Wednesday, March 16, 2011

Borders on my Mind

Not the closing bookstore, or the  political boundaries around a state, but the larger concept; that thing which defines the inside and the outside of me, or the sense and the nonsense of constructed narratives. Sanity, insanity, sensory deprivation, the supernatural and the natural. Fiction and history That kind of thing.

If I neglect diligence in locking my doors, I'm a fool. If you open them, you're still a criminal regardless of how hard it was to do so. If a nation succeeds in the internalization of walls, the way the Chinese have, or the way that each of us individually does when we inhabit the fiction of our unitary, authentic self, then the walls can dissolve again to the level of symbolic. I belong, therefore I am.

Walls as tourist attractions, like the great wall of China, or the sexy skin of one of Charlie Sheen's porn star buddies, refocus the self on the inside as one who wants to conform and lay claim to pride of place. The perceived need to build robust real walls, or to buff out or to clothe the physical self, announce the invisibility or transparency of any and all shared definition. To be willingly naked is to trust in consciously shared boundaries, maybe. Let's not be silly.

Graffiti, or punk-style, or, once upon a time, rock and roll, define these boundaries by challenging them to make them visible and opaque. I can punk my way into your screen, and I might become an anonymous superstar, and then because you know me too well, I will no longer know myself. No wonder superstars take drugs. Alternate between sunglasses and outrageous designer statements.

We need walls along the border with Mexico because we are ambivalent in almost all of our collective actions about who should be in and out. Rhetorically, we agree, but in practice, build the wall since we can't contain ourselves! Clothe the naked body, and if necessary make it uniform which makes it hot for some people. Weird!

F-bombs bleeped out routinely on public channels (although I thought I'd paid for them) announce some walls I just can't find, and when they joke freely about threesomes and the actors act without shame I'm thinking maybe we've already been transported back to the border-less world of Eden, but nobody told me. It just doesn't feel like paradise.

Who was the nutjob who thought we could contain nuclear reactions anyhow, or is it simply our Grand Narrative which also allows no real distinction between truth and fiction if you spread it on a timeline. That center of opinion has been swinging wildly even in my own mind, if I can call that "in."

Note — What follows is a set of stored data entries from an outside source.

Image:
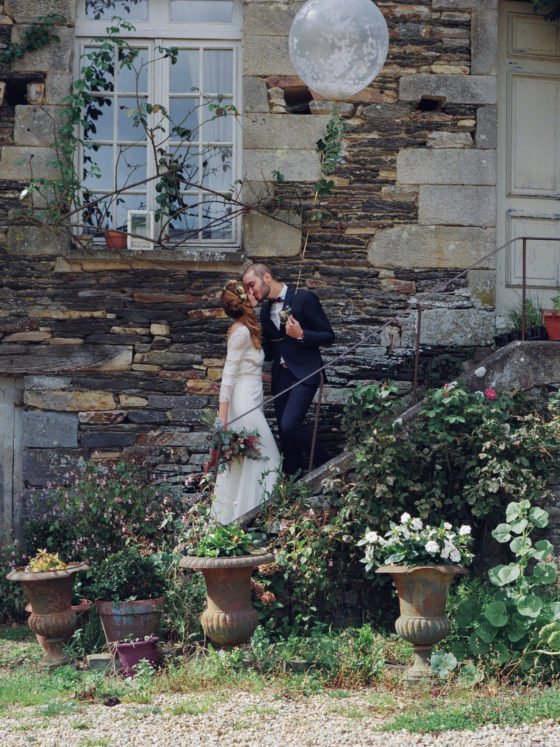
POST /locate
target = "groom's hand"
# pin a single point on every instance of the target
(293, 328)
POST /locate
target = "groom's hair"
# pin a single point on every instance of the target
(259, 268)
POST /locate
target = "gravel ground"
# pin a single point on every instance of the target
(262, 720)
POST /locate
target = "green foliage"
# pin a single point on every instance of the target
(516, 625)
(127, 575)
(99, 510)
(33, 37)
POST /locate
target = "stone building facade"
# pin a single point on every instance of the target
(117, 353)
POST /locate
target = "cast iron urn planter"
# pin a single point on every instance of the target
(422, 594)
(52, 616)
(229, 618)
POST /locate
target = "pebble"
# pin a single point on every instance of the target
(248, 719)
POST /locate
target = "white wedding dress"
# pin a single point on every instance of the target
(247, 481)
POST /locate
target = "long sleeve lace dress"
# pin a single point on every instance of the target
(243, 486)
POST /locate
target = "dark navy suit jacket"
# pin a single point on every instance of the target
(301, 357)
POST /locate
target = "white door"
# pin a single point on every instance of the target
(11, 484)
(528, 154)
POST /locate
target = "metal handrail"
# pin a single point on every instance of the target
(411, 307)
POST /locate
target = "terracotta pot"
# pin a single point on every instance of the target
(229, 618)
(552, 321)
(131, 653)
(422, 594)
(115, 239)
(52, 616)
(80, 609)
(137, 619)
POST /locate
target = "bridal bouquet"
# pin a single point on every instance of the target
(235, 444)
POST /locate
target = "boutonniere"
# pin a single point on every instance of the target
(285, 314)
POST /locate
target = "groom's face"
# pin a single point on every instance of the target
(258, 286)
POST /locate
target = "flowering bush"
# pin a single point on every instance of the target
(414, 543)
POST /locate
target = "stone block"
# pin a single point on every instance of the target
(486, 127)
(255, 95)
(50, 429)
(55, 56)
(24, 11)
(32, 241)
(423, 247)
(15, 162)
(482, 286)
(446, 166)
(457, 206)
(69, 401)
(296, 166)
(295, 131)
(266, 55)
(484, 49)
(58, 86)
(272, 19)
(271, 236)
(450, 327)
(457, 89)
(46, 382)
(34, 125)
(449, 140)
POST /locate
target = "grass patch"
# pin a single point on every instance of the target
(509, 709)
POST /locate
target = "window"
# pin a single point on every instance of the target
(163, 137)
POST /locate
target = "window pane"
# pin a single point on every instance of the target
(105, 9)
(216, 222)
(184, 115)
(217, 170)
(125, 127)
(217, 67)
(102, 156)
(202, 11)
(133, 74)
(218, 122)
(131, 166)
(184, 75)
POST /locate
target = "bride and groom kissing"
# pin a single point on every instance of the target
(293, 327)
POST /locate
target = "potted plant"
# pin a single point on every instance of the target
(552, 319)
(226, 556)
(130, 591)
(422, 561)
(48, 582)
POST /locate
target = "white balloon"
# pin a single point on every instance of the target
(338, 46)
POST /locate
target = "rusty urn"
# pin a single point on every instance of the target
(229, 618)
(52, 616)
(422, 592)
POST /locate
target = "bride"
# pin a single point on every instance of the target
(243, 485)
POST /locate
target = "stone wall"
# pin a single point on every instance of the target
(120, 353)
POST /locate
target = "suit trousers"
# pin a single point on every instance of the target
(291, 409)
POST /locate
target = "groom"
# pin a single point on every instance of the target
(294, 326)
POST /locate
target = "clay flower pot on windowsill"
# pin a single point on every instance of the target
(229, 618)
(52, 616)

Have you ever experienced a muscle twitch, acting all on its own without your conscious intervention intention? Just now, it felt as though someone was poking me in the side, but no-one was. Rebellion, like Charlie Sheen in need of help, feels dangerous if it gets out of hand. Bring in the tanks, the tranquilizers, the muscle relaxants.

Oh, how I do envy those of you who inhabit your life's mission and are glad for it. If you stick to it, you'll accomplish something. You have a mission as a scholar or a musician or a dancer or a worker-bee, but you have a mission and you've found a way to pay for it.

I have a string of jobs. My mission is hopeless.

Meanwhile, I continue to navigate the divide between literate culture in China and over here. What I find most interesting at the moment is how differently the Chinese written form mediates between machine and human forms.

Machines represent strict cause and effect and therefore exclude serendipity except by design. Once they build themselves as 'games of life' from mathematical primitives, they will be proper life forms, but not so useful for that. Well, I mean not so immediately trustworthy, the way that machines are as perfect slaves.

The Chinese written form encodes radically fewer sound morphemes than does English, for example. Although by the laws linguistics as I understand them, it must be, in principle, possible to speak the written language with full fidelity, in practice there is just so much more history to the visual forms than is the case with alphabetic and phonetically transcribed languages.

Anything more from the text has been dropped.